Switch-KD: Visual-Switch Knowledge Distillation for Vision-Language Models

arXiv cs.CV / 4/17/2026

📰 NewsIdeas & Deep AnalysisTools & Practical UsageModels & Research

共有:

Key Points

The paper introduces Switch-KD, a knowledge-distillation framework aimed at making vision-language models (VLMs) more efficient for resource-constrained deployment without increasing model size or data needs.
It argues that existing VLM distillation often supervises modalities separately, which can produce inconsistent multimodal knowledge transfer due to weak explicit multimodal alignment.
Switch-KD unifies vision-to-language and cross-modal knowledge transfer by using a “visual-switch” mechanism that routes the student’s visual outputs through the teacher’s language pathway to form cross-modal probabilistic references.
It also proposes the DBiLD loss, which adaptively aligns the most informative probability regions while preserving teacher/student distributional structure via dynamic bi-directional supervision.
Experiments show that a 0.5B TinyLLaVA distilled from a 3B teacher achieves an average +3.6 point improvement across 10 multimodal benchmarks without any architectural changes.

Abstract

Vision-Language Models (VLMs) have shown remarkable capabilities in joint vision-language understanding, but their large scale poses significant challenges for deployment in resource-constrained scenarios. Knowledge Distillation (KD) offers a viable way to improve model capabilities without increasing model size or data requirements, making deployment more efficient. However, applying KD to VLMs is challenged by modality-specific supervision: although multimodal knowledge in VLMs is fused within the language space, current methods supervise each modality separately without explicitly addressing multimodal alignment, leading to inconsistent multimodal knowledge transfer. To address this, we propose Switch-KD, a visual-switch distillation framework that unifies vision-language knowledge transfer within a shared text-probability space.
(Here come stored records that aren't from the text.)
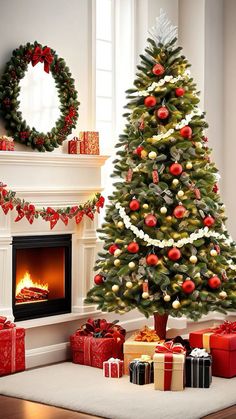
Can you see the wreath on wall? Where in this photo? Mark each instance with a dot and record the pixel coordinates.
(9, 91)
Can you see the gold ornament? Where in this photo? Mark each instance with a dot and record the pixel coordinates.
(117, 252)
(189, 165)
(144, 154)
(131, 265)
(180, 194)
(213, 252)
(176, 304)
(193, 259)
(163, 210)
(152, 155)
(120, 224)
(117, 262)
(222, 294)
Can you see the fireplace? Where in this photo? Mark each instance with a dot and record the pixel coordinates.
(41, 276)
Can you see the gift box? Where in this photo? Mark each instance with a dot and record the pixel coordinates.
(169, 361)
(221, 343)
(97, 341)
(74, 146)
(113, 368)
(12, 347)
(143, 342)
(6, 143)
(198, 369)
(141, 370)
(89, 142)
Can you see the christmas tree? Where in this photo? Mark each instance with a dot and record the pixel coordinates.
(166, 247)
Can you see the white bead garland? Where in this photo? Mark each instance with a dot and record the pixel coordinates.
(202, 232)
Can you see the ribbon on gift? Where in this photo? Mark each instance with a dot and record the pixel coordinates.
(168, 349)
(147, 335)
(199, 353)
(42, 56)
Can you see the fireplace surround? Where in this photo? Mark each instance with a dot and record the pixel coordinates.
(41, 275)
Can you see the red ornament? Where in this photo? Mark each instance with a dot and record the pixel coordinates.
(152, 259)
(133, 247)
(186, 132)
(174, 254)
(98, 279)
(158, 69)
(176, 169)
(134, 205)
(208, 221)
(180, 91)
(150, 101)
(179, 211)
(150, 220)
(138, 150)
(188, 286)
(214, 282)
(162, 113)
(113, 248)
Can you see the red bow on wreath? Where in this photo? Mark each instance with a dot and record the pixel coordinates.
(226, 328)
(42, 56)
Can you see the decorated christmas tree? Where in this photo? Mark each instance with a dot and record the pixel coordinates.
(166, 247)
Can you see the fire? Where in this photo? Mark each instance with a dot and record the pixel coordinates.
(27, 282)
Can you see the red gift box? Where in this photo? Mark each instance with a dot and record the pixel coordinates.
(96, 342)
(221, 342)
(6, 143)
(73, 146)
(12, 348)
(89, 142)
(113, 368)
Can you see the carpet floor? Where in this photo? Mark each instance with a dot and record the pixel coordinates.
(84, 389)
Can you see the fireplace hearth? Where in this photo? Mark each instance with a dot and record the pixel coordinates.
(41, 276)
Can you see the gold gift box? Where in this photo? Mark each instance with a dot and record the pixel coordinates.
(134, 349)
(177, 379)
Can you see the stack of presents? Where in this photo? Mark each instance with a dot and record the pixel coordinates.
(170, 365)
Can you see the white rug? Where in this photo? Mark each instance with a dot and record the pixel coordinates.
(84, 389)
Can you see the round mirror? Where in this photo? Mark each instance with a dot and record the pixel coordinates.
(38, 99)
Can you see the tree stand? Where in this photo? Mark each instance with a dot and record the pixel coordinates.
(160, 322)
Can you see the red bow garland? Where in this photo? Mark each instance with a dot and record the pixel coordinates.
(42, 56)
(8, 201)
(100, 328)
(168, 349)
(226, 328)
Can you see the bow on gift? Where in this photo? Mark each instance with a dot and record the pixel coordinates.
(199, 353)
(226, 328)
(100, 328)
(170, 347)
(147, 335)
(42, 56)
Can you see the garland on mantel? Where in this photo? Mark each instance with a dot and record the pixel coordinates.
(9, 201)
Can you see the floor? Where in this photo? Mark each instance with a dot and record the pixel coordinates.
(11, 408)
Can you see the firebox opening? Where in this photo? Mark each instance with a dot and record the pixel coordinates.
(42, 275)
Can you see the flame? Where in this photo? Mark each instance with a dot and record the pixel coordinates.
(27, 282)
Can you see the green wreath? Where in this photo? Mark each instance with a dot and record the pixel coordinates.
(9, 91)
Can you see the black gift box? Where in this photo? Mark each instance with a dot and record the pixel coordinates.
(198, 371)
(141, 372)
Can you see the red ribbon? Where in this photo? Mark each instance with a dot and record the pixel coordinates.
(168, 349)
(42, 56)
(225, 328)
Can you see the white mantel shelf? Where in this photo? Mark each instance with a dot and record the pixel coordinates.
(51, 159)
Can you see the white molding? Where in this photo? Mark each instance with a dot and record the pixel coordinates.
(51, 159)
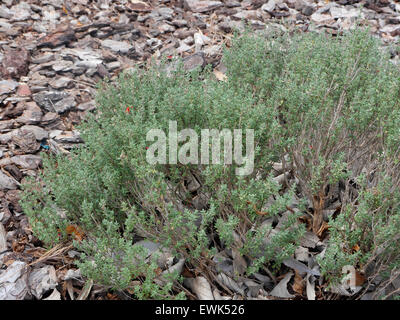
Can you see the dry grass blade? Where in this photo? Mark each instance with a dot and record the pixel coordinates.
(86, 290)
(54, 252)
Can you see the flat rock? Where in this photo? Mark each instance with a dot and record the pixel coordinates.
(116, 46)
(9, 183)
(58, 37)
(31, 115)
(42, 280)
(28, 161)
(7, 86)
(14, 282)
(38, 132)
(15, 64)
(202, 5)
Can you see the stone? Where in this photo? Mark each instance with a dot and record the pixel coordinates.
(269, 6)
(86, 106)
(202, 5)
(25, 140)
(38, 132)
(307, 10)
(7, 182)
(194, 61)
(7, 86)
(61, 83)
(68, 137)
(27, 161)
(15, 64)
(65, 104)
(116, 46)
(31, 115)
(139, 6)
(61, 36)
(14, 282)
(21, 12)
(47, 99)
(14, 171)
(42, 280)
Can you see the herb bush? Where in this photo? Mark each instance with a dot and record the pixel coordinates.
(327, 108)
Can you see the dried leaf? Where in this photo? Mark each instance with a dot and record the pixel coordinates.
(3, 237)
(280, 289)
(298, 284)
(310, 288)
(239, 263)
(86, 290)
(300, 267)
(200, 287)
(55, 295)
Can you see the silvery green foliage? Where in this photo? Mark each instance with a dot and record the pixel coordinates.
(330, 104)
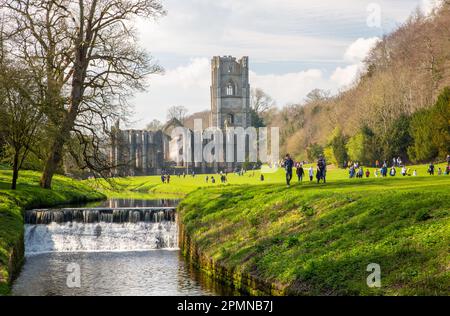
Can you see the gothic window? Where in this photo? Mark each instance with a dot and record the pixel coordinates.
(230, 89)
(231, 119)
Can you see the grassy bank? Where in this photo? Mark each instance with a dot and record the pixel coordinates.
(30, 195)
(151, 187)
(319, 239)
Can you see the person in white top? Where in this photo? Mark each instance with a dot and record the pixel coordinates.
(311, 173)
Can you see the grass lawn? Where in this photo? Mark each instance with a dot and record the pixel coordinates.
(30, 195)
(151, 187)
(319, 239)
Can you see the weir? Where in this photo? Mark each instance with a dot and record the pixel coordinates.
(100, 229)
(96, 215)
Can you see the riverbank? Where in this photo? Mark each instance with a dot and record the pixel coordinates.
(30, 195)
(319, 239)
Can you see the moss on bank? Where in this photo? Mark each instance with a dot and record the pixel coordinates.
(319, 239)
(29, 195)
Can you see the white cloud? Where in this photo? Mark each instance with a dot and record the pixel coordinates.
(359, 49)
(428, 6)
(189, 85)
(294, 46)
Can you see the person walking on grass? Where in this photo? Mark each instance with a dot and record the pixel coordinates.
(300, 172)
(393, 172)
(431, 169)
(288, 164)
(321, 169)
(404, 171)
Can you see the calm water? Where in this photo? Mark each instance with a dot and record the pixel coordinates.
(156, 272)
(149, 272)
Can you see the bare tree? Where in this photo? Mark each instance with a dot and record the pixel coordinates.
(260, 101)
(20, 113)
(177, 112)
(92, 63)
(317, 95)
(154, 125)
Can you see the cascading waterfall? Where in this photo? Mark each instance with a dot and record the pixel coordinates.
(122, 229)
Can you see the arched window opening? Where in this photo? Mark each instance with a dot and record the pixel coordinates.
(230, 89)
(231, 119)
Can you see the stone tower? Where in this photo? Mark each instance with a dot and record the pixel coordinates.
(230, 92)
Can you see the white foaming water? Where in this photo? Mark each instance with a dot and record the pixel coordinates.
(102, 236)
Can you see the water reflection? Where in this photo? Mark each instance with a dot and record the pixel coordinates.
(149, 273)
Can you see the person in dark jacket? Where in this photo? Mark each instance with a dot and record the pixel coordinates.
(288, 164)
(321, 169)
(300, 172)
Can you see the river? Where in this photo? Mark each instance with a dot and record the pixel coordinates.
(105, 258)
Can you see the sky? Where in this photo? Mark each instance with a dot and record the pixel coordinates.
(294, 46)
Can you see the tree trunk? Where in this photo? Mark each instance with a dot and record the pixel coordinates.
(57, 149)
(15, 171)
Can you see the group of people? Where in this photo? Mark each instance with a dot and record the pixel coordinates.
(222, 176)
(288, 164)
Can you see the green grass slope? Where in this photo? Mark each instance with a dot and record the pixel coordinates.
(30, 195)
(319, 239)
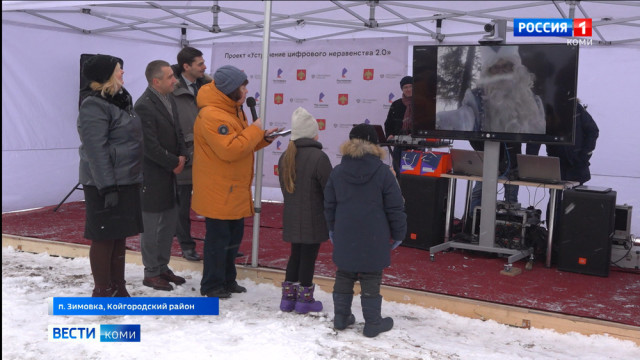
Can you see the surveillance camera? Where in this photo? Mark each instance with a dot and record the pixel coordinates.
(489, 27)
(491, 41)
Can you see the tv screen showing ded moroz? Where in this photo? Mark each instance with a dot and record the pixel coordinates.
(521, 93)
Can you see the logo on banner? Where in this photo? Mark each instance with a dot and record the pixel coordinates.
(367, 74)
(279, 79)
(343, 78)
(320, 103)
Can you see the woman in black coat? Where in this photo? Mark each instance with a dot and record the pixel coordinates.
(110, 171)
(303, 172)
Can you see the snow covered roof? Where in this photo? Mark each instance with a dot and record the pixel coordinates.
(203, 22)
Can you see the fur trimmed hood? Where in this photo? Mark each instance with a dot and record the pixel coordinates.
(361, 161)
(357, 148)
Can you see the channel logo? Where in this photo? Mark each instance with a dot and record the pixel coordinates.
(94, 333)
(552, 27)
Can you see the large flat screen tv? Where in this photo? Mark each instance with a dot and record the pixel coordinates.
(520, 93)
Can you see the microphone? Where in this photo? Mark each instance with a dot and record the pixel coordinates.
(251, 103)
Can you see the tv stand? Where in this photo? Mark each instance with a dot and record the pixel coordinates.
(486, 242)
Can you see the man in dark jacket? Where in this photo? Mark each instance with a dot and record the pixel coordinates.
(399, 119)
(574, 159)
(164, 157)
(190, 75)
(364, 210)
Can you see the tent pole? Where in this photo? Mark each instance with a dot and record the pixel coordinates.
(257, 201)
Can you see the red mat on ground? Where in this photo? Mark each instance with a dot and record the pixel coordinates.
(458, 273)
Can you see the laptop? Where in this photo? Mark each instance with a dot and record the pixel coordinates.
(466, 162)
(382, 140)
(591, 188)
(540, 169)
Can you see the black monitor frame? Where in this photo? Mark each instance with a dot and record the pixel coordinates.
(555, 70)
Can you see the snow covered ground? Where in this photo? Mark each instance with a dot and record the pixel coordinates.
(250, 326)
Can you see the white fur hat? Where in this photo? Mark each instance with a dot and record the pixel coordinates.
(491, 54)
(303, 125)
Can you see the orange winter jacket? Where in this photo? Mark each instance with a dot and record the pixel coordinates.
(223, 161)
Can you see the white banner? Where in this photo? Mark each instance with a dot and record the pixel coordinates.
(340, 82)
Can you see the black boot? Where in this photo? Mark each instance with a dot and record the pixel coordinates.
(117, 268)
(374, 324)
(342, 310)
(100, 261)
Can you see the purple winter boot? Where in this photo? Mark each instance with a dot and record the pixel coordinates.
(289, 295)
(306, 303)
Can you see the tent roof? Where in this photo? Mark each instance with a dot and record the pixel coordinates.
(204, 22)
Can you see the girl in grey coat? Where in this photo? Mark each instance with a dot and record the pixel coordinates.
(110, 171)
(303, 172)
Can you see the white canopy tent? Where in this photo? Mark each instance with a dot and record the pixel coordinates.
(42, 42)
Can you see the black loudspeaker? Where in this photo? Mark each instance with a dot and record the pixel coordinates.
(586, 227)
(426, 205)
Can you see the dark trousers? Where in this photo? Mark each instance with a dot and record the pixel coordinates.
(183, 229)
(302, 263)
(221, 243)
(396, 156)
(369, 283)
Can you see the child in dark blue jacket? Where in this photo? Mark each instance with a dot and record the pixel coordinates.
(364, 210)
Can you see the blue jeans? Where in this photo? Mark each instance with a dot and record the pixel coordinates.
(221, 243)
(510, 196)
(369, 283)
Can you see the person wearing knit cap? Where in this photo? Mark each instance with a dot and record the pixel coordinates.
(364, 210)
(223, 163)
(303, 171)
(107, 124)
(399, 119)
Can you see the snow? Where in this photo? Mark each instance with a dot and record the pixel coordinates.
(250, 326)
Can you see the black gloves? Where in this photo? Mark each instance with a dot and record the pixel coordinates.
(111, 199)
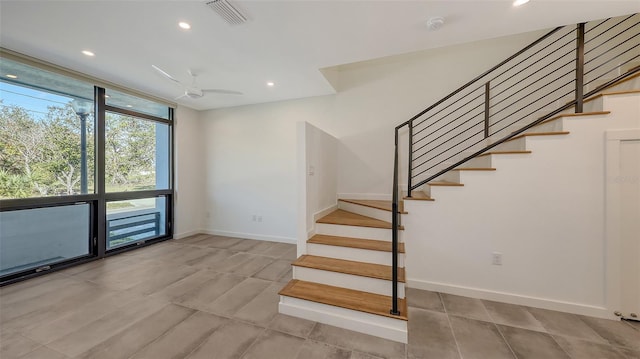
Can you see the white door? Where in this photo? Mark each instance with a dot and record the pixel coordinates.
(630, 228)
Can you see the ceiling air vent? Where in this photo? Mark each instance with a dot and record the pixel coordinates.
(229, 13)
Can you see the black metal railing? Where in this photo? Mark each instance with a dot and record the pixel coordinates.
(553, 74)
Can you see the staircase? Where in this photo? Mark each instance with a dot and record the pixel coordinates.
(345, 279)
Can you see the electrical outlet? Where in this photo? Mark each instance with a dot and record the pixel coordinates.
(496, 258)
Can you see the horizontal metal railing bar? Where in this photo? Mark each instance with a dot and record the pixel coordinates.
(526, 127)
(496, 94)
(433, 166)
(438, 121)
(608, 41)
(452, 121)
(529, 114)
(611, 49)
(588, 30)
(464, 131)
(586, 41)
(523, 107)
(612, 82)
(449, 131)
(599, 66)
(446, 107)
(119, 196)
(496, 122)
(481, 76)
(535, 53)
(536, 90)
(523, 88)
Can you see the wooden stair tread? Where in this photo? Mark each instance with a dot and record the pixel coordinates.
(346, 218)
(612, 93)
(573, 115)
(474, 169)
(417, 196)
(445, 183)
(362, 269)
(522, 135)
(370, 244)
(344, 298)
(503, 153)
(378, 204)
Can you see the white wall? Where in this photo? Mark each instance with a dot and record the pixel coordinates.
(250, 150)
(545, 212)
(317, 178)
(189, 172)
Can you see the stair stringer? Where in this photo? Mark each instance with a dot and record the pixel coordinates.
(543, 211)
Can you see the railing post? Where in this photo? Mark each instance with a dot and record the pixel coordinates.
(487, 88)
(410, 158)
(579, 67)
(394, 233)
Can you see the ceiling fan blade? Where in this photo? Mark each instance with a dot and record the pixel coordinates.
(224, 92)
(163, 73)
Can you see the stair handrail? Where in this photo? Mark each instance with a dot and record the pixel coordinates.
(579, 96)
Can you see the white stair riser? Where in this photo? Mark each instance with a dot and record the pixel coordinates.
(551, 126)
(594, 105)
(519, 144)
(478, 162)
(365, 284)
(451, 176)
(383, 327)
(353, 254)
(381, 234)
(365, 211)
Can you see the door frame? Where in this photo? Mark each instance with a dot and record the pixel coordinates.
(613, 242)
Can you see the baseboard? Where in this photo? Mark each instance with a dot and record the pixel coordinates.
(568, 307)
(187, 234)
(372, 196)
(260, 237)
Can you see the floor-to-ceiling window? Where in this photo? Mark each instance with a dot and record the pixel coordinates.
(85, 170)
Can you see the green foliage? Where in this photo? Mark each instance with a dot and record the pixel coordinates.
(41, 156)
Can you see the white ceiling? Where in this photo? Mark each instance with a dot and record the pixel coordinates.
(284, 41)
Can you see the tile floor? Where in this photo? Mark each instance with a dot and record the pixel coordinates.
(216, 297)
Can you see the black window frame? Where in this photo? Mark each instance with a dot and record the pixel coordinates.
(99, 199)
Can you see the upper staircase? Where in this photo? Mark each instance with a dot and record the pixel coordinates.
(353, 274)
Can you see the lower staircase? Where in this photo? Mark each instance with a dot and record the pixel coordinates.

Switch-KD comprises two key components: (1) Visual-Switch Distillation, which switches the student's visual outputs into the teacher's language pathway to construct cross-modal probabilistic references for implicit visual knowledge transfer; and (2) Dynamic Bi-directional Logits Difference (DBiLD) loss, which adaptively aligns informative probability regions while preserving the distributional structures of teacher and student through bidirectional supervision. Guided by Switch-KD, a 0.5B TinyLLaVA effectively distills rich multimodal knowledge from its 3B teacher, yielding an average improvement of 3.6 points across 10 multimodal benchmarks without any architectural modification.